How to Use Task Manager

Aside from the Windows 10/11 Task Manager improvements in Build 18988, the tool basically works the same. Here are some of the ways to launch Task Manager:

  • Press Ctrl + Shift + Esc to directly launch Task Manager.
  • Hit Ctrl + Alt + Delete to open the Windows Security screen, then click Task Manager from the options.
  • Right-click anywhere on the Taskbar and choose Task Manager from the menu.
  • Open the Run dialog and execute taskmgr.
  • Press Windows + X and choose Task Manager from the Power User Menu.

The Task Manager is a very practical tool which gives you an overview of everything that’s going on on your computer. The data is well-organized, and the interface is easy to move around in. However, you need to understand what types of information are being presented and what they mean.

Here are the tabs you usually see in Task Manager, what they do, and what the numbers mean:

  • Processes – This tab lists down all of the running programs, background processes, and Windows processes on your PC. You can use this tab to stop any running program, bring it to the foreground, as well as check how each program or process is using your computer’s resources.
  • Performance – This tab provides a summary of what is going on with your main hardware, such as the CPU, memory, hard drive, and networking devices. From here, you can see the changes in the resource consumption of each piece of This is also a great place to discover important information about your computer’s hardware components.
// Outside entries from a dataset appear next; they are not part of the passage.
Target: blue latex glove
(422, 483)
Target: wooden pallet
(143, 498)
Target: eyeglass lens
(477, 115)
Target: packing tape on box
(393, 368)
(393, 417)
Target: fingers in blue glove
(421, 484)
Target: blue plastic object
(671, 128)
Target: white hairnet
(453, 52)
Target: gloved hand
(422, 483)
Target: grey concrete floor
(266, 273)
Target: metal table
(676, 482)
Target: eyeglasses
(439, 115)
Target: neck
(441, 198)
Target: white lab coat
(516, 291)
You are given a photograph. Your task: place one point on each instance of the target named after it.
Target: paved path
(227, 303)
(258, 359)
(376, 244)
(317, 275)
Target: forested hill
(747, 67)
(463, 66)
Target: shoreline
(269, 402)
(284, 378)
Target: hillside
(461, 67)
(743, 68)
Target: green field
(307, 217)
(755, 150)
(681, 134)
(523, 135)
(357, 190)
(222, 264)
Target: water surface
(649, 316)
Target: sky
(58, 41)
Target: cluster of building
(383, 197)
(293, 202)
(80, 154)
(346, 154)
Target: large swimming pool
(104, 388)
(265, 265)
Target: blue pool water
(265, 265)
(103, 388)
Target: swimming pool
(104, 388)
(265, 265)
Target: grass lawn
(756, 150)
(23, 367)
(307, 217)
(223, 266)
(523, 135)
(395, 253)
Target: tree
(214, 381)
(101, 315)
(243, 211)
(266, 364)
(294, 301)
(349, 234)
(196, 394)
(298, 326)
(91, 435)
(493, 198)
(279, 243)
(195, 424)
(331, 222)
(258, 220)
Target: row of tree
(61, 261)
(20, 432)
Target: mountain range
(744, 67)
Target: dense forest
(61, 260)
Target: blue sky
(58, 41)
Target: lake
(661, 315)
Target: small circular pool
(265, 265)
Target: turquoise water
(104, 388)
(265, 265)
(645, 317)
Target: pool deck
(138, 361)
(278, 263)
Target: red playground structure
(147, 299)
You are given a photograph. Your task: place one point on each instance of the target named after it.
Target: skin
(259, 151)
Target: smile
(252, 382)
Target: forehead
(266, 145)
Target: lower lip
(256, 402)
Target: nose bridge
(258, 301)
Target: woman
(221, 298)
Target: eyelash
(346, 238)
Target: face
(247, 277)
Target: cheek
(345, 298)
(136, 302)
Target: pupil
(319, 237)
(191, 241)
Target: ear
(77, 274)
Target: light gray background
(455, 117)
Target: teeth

For example, you can find out your CPU model, RAM slots occupied, IP address, disk transfer rate, disk’s maximum speed, and disk type (once you’ve installed the latest update).
  • App History – This tab shows you the CPU and network usage of each program within a period of time. By looking at the App History, you can track down which apps might be consuming more than their share of computer resources.
  • Startup – If you want to know which apps and processes start automatically when Windows loads, this should be the first place you should check out. You disable processes that you don’t need running during startup in this tab. Disabling startup programs is also a good way to speed up your computer, particularly during bootup.
  • Users – This tab shows all users that are currently logged into the computer and what programs are running within each user account. You can disregard this tab if you’re the only one using the computer. But if you’re sharing it with other people, this tab allows you to see what the other users are doing.
  • Details – Just like what the name implies, this tab gives you more details about every process that’s currently running on your computer. This is extra handy when you’re doing troubleshooting or when you need specific information that you can’t find elsewhere in Task Manager.
  • Services – This tab shows the Windows services that are installed on your computer, as well as their status. You should see either Running or Stopped beside each service. You can use this tab to conveniently start or stop some Windows services.

The improvements in Task Manager Windows 10/11 are something that users can actually see and verify, so people are excited about them. However, Microsoft brings more than that in the new build.

Other Changes, Improvements, and Fixes in Build 18988

Aside from Task Manager, the new build brings other changes to Windows 10/11, such as:

  • A fix for the issue that causes a high hitting DWM crash in previous builds.
  • A fix for the pcshell.dll problem in previous builds, leading to explorer.exe crashing.
  • A fix for the Japanese IME settings of some Desktop bridge apps.


The improvement in Task Manager with the release of the new build may not be something major, but it is something that could be useful to users using computers with multiple hard drives. Being able to differentiate each hard drive avoids confusion and speeds up the troubleshooting process.

This new build is part of the 20H1 branch, but users will have to wait longer for major changes because the feature update won’t be released until the first half of next year.